Médicaments de Thérapie Innovante (MTI) changement de statut Réglementaire

1. Les médicaments de Thérapie Innovante : Dans le domaine de la thérapie, une nouvelle voie de traitement est en plein essor : les médicaments de Thérapie Innovante. Qu’est-ce que c’est, me direz-vous ? Je vais essayer d’expliquer simplement… • Il existe des médicaments de Thérapie Génique (PTG)… si, si vous les connaissez forcément car ce mode de traitement est sur le devant de la scène une fois par an, le premier week-end de décembre… Si je vous dis « Téléthon » cela vous parle sûrement plus ! Ils ont été les précurseurs du domaine.
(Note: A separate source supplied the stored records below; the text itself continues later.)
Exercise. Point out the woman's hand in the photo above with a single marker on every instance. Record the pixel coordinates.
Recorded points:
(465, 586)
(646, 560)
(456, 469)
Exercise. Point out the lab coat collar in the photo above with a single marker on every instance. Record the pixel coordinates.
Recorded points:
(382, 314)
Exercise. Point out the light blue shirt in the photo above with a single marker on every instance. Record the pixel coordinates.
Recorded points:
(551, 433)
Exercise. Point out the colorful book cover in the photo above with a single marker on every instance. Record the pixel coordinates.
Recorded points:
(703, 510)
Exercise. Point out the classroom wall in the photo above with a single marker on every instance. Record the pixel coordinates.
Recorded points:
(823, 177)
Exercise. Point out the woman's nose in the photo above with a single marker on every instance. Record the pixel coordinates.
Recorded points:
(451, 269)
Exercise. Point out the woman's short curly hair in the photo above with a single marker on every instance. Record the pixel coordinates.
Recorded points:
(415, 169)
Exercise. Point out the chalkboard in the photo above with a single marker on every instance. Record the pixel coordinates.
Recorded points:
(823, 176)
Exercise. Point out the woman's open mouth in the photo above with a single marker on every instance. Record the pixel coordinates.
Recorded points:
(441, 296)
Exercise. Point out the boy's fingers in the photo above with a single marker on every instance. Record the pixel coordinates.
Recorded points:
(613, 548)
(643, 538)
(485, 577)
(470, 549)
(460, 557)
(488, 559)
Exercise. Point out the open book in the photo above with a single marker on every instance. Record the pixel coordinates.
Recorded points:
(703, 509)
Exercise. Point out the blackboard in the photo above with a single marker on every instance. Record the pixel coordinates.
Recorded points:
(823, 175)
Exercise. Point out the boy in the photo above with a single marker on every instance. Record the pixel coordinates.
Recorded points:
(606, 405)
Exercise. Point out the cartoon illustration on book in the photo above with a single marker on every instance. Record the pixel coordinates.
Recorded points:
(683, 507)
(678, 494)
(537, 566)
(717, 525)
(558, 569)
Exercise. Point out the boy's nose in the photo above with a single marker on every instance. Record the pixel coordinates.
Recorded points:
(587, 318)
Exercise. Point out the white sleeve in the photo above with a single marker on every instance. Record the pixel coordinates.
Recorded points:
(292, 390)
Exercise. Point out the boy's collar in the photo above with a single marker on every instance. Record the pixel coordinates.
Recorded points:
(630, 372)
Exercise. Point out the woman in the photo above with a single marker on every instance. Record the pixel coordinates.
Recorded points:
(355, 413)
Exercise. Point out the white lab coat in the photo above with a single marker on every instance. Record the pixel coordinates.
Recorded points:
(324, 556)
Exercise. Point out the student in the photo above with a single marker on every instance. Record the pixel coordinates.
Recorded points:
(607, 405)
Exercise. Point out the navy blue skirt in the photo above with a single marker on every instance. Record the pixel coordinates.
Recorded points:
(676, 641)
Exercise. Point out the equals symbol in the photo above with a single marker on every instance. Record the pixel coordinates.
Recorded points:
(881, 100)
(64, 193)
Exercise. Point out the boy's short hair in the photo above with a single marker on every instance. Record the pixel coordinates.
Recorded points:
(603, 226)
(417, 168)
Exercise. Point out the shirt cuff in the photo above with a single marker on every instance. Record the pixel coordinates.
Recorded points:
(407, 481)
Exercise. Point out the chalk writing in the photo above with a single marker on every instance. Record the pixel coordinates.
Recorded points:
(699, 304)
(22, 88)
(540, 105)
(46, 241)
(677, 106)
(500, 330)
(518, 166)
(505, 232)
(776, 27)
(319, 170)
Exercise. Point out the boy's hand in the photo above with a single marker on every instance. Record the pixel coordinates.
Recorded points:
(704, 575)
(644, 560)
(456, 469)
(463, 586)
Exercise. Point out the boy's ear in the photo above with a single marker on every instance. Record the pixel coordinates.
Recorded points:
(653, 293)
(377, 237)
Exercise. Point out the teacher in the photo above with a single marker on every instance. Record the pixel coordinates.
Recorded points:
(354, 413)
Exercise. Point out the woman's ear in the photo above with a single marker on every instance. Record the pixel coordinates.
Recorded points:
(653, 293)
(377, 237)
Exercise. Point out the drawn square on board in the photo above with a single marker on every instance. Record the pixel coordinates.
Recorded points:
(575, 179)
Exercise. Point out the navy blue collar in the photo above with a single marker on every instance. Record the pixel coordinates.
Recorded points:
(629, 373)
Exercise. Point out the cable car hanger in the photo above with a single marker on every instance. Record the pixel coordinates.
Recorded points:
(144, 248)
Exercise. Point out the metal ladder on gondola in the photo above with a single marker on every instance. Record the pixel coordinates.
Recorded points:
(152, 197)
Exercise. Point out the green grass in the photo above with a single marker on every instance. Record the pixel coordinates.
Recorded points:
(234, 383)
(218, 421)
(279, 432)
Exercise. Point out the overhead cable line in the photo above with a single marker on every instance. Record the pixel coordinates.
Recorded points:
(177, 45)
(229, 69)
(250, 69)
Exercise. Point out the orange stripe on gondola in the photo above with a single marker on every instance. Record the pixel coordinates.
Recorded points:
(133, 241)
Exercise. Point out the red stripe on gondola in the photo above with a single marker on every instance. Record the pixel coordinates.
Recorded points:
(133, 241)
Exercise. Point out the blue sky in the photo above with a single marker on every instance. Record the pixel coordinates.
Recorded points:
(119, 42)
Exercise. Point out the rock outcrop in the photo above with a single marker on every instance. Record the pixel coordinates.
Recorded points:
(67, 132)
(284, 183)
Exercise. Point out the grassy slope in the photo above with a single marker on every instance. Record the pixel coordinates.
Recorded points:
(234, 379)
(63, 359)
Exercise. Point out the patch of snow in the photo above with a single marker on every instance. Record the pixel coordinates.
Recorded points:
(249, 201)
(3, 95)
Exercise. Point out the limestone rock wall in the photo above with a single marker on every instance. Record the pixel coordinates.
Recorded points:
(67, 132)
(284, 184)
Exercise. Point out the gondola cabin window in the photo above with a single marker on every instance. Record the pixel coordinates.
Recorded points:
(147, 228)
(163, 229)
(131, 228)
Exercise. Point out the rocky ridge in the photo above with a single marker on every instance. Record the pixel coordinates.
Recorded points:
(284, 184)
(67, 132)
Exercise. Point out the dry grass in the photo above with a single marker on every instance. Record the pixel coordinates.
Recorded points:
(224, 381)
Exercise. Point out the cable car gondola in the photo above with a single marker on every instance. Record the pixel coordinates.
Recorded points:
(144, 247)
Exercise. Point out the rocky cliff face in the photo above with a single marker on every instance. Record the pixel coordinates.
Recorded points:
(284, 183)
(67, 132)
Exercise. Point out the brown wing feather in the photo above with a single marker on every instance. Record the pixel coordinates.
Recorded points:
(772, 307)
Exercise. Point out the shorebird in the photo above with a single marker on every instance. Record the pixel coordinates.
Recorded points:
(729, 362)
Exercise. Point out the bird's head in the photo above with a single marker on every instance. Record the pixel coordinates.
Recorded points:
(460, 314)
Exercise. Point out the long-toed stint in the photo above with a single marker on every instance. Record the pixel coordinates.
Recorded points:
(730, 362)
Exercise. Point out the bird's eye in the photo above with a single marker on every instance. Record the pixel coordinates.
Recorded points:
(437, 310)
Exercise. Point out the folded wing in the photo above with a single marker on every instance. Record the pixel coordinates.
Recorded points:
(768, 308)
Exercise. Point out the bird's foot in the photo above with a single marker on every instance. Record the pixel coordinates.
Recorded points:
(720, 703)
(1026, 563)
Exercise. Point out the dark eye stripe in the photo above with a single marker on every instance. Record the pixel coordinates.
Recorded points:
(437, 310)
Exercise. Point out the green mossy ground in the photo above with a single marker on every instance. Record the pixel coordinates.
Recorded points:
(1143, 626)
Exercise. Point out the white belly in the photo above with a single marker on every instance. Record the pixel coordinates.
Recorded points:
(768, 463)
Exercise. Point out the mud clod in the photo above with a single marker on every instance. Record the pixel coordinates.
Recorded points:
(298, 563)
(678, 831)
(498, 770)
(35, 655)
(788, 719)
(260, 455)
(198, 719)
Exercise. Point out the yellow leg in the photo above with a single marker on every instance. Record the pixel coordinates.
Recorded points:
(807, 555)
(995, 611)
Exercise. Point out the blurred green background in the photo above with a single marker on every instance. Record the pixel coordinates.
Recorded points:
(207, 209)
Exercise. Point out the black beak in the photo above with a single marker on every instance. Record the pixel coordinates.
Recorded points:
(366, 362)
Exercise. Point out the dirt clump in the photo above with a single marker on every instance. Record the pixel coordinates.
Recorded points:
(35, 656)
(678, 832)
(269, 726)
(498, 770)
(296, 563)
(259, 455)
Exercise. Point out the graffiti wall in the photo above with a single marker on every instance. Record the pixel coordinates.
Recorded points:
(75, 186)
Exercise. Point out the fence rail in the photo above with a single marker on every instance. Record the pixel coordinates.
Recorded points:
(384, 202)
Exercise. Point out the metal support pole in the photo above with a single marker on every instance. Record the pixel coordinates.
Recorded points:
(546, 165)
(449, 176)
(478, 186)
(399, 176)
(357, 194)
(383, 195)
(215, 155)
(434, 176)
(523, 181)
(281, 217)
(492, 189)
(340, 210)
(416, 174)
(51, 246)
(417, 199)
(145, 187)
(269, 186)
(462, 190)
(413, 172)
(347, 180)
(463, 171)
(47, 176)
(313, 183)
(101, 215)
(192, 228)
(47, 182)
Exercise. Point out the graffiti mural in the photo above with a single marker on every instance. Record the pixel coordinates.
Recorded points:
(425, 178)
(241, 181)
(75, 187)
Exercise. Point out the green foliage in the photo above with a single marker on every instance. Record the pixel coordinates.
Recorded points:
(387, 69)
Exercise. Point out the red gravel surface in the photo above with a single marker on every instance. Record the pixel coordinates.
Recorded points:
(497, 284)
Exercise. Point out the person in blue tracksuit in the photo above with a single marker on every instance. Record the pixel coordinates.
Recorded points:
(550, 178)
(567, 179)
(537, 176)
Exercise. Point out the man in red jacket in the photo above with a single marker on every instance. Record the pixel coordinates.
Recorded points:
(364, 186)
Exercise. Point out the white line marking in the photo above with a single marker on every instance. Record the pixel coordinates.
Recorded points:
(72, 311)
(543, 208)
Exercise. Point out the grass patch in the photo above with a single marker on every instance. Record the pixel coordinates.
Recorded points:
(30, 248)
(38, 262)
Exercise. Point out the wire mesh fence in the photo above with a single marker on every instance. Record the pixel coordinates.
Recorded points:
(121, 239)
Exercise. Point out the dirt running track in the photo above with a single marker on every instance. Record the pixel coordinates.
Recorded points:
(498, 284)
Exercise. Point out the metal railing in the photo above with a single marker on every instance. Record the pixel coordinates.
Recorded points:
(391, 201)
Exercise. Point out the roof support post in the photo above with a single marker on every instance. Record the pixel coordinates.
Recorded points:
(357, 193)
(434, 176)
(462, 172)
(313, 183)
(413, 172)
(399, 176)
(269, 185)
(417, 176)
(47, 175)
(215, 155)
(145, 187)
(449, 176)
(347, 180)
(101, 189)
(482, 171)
Principe de la Thérapie Génique

Un médicament de thérapie génique est un médicament biologique contenant une substance active ou constitué d’un Acide Nucléique recombinant (ADN ou ARN), appelé gène qui, administré à une personne permettra de réguler, réparer, remplacer, ajouter ou de supprimer la séquence d’un gène défectueux. Son effet peut être thérapeutique, prophylactique (traitement ou remède préventif) ou de diagnostic. Son action dépend directement de l’expression du gène ou de sa recombinaison (son intégration) dans la cellule. Mais attention, un médicament de thérapie génique n’est pas un vaccin !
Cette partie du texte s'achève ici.